Berbekal keresahan maraknya kerusakan lingkungan, Ahmad, seorang warga Desa Sangir, Kecamatan Dabun Gelang, Kabupaten Gayo Lues, coba mengajak lima desa lain yang bergantung pada sub DAS Rikit Gaib di DAS Tripa, untuk mencari solusi perihal defisit air bersih.

Dia pun mengajak dan bekerjasama dengan masyarakat Desa Blang Temung, Pangur, Pepalan, Uning Gelung, dan Panglima Linting untuk melindungi DAS.

“Perambahan yang terjadi, membuat sumber air yang berperan untuk kebutuhan rumah tanggga dan pengairan sawah kami terancam. Air bersih berkurang saat kemarau, banyak petani yang mengeluh akan sawahnya,” jelas Ahmad, yang saat ini menjadi Kepala Desa Sangir (23/4).

 

Hutan pinus yang berbatasan langsung dengan hutan di Gayo Lues ini merupakan bentang alam yang sangat indah sekaligus harus dijaga kelestariannya. Foto: Junaidi Hanafiah/Mongabay Indonesia

 

Dari berbagai kesepakatan dan pertemuan yang dibuat, masyarakat tak mau sumber air yang merupakan urat nadi kehidupan itu rusak. Bagi mereka, jika DAS rusak dampaknya bukan saja mereka yang rasakan, tetapi masyarakat yang ada wilayah hilir Aceh pun akan merasakannya.

Setelah kesepakatan antar desa terjalin, mereka pun bertemu dengan pihak-pihak terkait.
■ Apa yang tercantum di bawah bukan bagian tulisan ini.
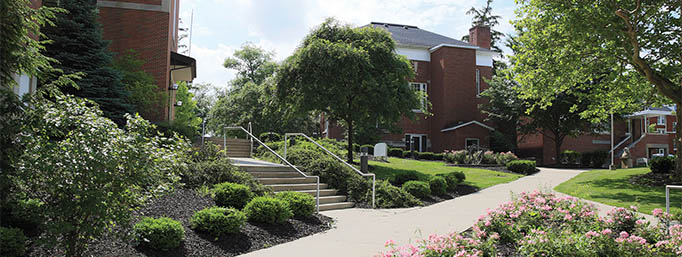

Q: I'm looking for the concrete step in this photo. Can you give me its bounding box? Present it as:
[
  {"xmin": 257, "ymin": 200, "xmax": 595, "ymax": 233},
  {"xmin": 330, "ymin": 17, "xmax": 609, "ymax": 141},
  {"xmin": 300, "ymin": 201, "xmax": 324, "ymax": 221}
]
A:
[
  {"xmin": 271, "ymin": 183, "xmax": 328, "ymax": 192},
  {"xmin": 226, "ymin": 153, "xmax": 251, "ymax": 158},
  {"xmin": 298, "ymin": 189, "xmax": 338, "ymax": 196},
  {"xmin": 239, "ymin": 165, "xmax": 295, "ymax": 173},
  {"xmin": 318, "ymin": 195, "xmax": 347, "ymax": 204},
  {"xmin": 249, "ymin": 171, "xmax": 302, "ymax": 178},
  {"xmin": 257, "ymin": 177, "xmax": 318, "ymax": 185},
  {"xmin": 225, "ymin": 144, "xmax": 251, "ymax": 149},
  {"xmin": 225, "ymin": 150, "xmax": 251, "ymax": 155},
  {"xmin": 224, "ymin": 138, "xmax": 251, "ymax": 144},
  {"xmin": 319, "ymin": 202, "xmax": 355, "ymax": 211}
]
Ada Kesatuan Pengelolaan Hutan (KPH) Wilayah V serta Perusahaan Daerah Air Minum (PDAM) Kabupaten Gayo Lues, yang selama ini mengambil airnya dari Desa Sangir.
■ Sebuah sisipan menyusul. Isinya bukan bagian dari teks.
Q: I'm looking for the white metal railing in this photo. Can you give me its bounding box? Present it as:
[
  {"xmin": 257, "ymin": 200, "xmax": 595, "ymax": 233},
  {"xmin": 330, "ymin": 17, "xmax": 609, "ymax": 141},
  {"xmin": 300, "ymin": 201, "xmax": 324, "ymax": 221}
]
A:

“Kami, masyarakat di enam desa, sepakat untuk melindungi sumber air. Kami yakin, hutan akan terjaga, kalau perekonomian masyarakat juga diperhatikan. Dengan begitu, tidak ada lagi masyarakat yang bakal merambah,” tutur Ahmad.

 

Air bersih yang mengalir di sungai tidak hanya digunakan masyarakat Gayo Lues untuk kebutuhan sehari-hari tetapi juga untuk pengairan sawah. Foto: Junaidi Hanafiah/Mongabay Indonesia

 

Hasil kerjasama dengan para pihak, sekarang masyarakat mengembangkan tanaman perkebunan yang ramah lingkungan seperti kopi, aren, dan beberapa jenis tanaman hutan. Tujuannya untuk melindungi area resapan di sekitar Sungai Aih Kiri yang bermuara ke sub DAS Rikit Gaib.

Mengajak masyarakat menjaga sumber air bukan urusan mudah. Terlebih, menjelaskan pentingnya menjaga hutan beserta isinya. Menurut Ahmad, butuh waktu tahunan, mengajak masyarakat Desa Blang Temung, Pangur, Pepalan, Uning Gelung, dan Panglima Linting, untuk peduli air.

“Sekitar lima tahun, sejak saya belum jadi kepala desa, saya sudah mulai ajak masyarakat untuk tidak merusak hutan didekat sungai.”

Awalnya, tidak semua masyarakat mengindahkan ajakan menjaga hutan Ahmad, banyak pula yang menentangnya. Terlebih banyak masyarakat dari enam desa tersebut hidup dari membuka hutan untuk lahan perkebunan didalam hutan termasuk kegiatan illegal logging.

“Saya terus mengajak demi kebaikan bersama, agar sawah dan lahan pertanian tidak kering ketika kemarau datang. Mereka baru sadar dan menjaga hutan karena sudah 10 tahun terakhir, mulai kesulitan mendapatkan air untuk persawahan dan lahan pertanian saat musim kemarau,” tutupnya.